DBCollect/FAQ

From Dirty Cache Wiki
Revision as of 10:51, 9 December 2024 by Bart (talk | contribs) (→‎Frequently Asked Questions)
(diff) ← Older revision | Latest revision (diff) | Newer revision → (diff)
Jump to navigation Jump to search


Frequently Asked Questions

  • Why can't we just send some AWR reports? AWR reports are great but have a few problems and limitations for our purpose:
    • AWR only provides performance and limited configuration metrics. There is no database size/config information such as sizes of tablespaces, redo logs, temp files, segments, ASM disks/diskgroups, archive/flashback/bct files
    • No OS configuration or hardware information (such as CPU type & model)
    • No disk/network configuration
    • No UNIX SAR/sysstat performance data
    • No compression, backup, archiving details
    • AWRs are sometimes generated using non-English locale (cannot be parsed)
    • AWRs are sometimes generated in txt format instead of html (hard to parse, error-prone)
    • AWRs are sometimes provided as RAC versions (completely different layout, hard to parse)
    • Usually only a few AWRs are provided, sometimes with a very large interval (many hours or even days) which is not detailed enough to do accurate sizings or performance analysis
    • No way to know if there are other instances on the same system for which we need to know details
dbcollect is designed to run as non-root, user but it has to be the oracle user or a user with sysdba privileges, or any other user using a credentials file. The SQL scripts only contain SELECT statements so they cannot modify database data. The Python tools cannot delete/overwrite any file except in `/tmp` or the output ZIP file otherwise specified in the arguments. External commands are not executed as root and are verified to only gather system info, not modify anything (some commands may be executed if using 'sudoers' access). CPU consumption is limited by default to either 50% or a maximum of 8 CPUs. These restrictions should make one confident that dbcollect is safe to run on production systems. For additional safety, condider using a credentials file.
  • Why is dbcollect written in Python 2? This is no longer supported!
Python 3 is not available by default on many older systems, i.e. Linux (RHEL/OEL/CentOS), Solaris. On EL6 I even had to backport support for Python 2.6.
Update: dbcollect now works on both Python 2 and Python 3, and Python 3 is the preferred version.
  • How long will it take to run _dbcollect_ ?
This mostly depends on how many AWR/Statspack reports need to be generated and how many CPUs are available. Collecting the OS information usually only takes a few seconds. For normal environments, an AWR report (HTML) takes a about 1-2 seconds, Statspack even less. For a single instance environment, 10 day collect period, 1 hour interval, the amount of reports is about 240 so _dbcollect_ will run for under 10 minutes. There are some known Oracle issues with AWR generation resulting in much longer times. The latest version of _dbcollect_ predicts the remaining time so you have an idea.

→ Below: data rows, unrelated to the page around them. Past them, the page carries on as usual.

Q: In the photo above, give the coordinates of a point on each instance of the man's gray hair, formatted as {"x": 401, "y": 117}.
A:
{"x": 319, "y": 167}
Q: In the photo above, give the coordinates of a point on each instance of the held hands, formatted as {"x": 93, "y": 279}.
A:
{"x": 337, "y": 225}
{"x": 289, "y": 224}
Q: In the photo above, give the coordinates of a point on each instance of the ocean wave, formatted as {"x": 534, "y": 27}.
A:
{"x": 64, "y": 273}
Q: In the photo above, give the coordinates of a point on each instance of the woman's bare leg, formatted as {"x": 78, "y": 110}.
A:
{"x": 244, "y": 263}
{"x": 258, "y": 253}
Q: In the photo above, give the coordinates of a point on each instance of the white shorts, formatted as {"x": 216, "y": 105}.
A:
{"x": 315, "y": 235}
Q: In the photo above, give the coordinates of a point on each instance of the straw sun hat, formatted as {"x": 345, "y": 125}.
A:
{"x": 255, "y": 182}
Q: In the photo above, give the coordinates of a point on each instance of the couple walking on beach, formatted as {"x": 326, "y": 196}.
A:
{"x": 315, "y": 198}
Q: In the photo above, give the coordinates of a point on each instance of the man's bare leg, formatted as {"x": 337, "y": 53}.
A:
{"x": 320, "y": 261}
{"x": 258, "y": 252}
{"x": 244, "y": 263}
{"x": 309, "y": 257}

As of version 1.11, dbcollect runs AWR reports in parallel on each instance, making it much faster.

  • Does dbcollect gather confidential data?
dbcollect only retrieves system configuration files, SAR/AWR/Statspack etc. In AWR and Statspack however, a number of SQL queries (statements) can be visible. For AWR, dbcollect can remove sections containing SQL statements to prevent collecting pieces of potentially confidential data. The values of bind parameters are not visible. See the --strip option. Passwords or user credentials are never collected.
  • dbcollect appears to be a binary package. How do I know what it is doing?
dbcollect is actually a Python ZipApp package. You can unzip it using unzip and list its contents, the Python code and SQL scripts can be extracted using standard zip/unzip tools.
  • How do I know my download has not been tampered with?
If you downloaded dbcollect from github releases using https, you should be good. If you want to make sure, get the MD5 hash and I can check for you if it is the correct one: md5sum dbcollect
  • I want to check what information dbcollect has gathered
Inspect the zip file /tmp/dbcollect-<hostname>.zip and check its contents.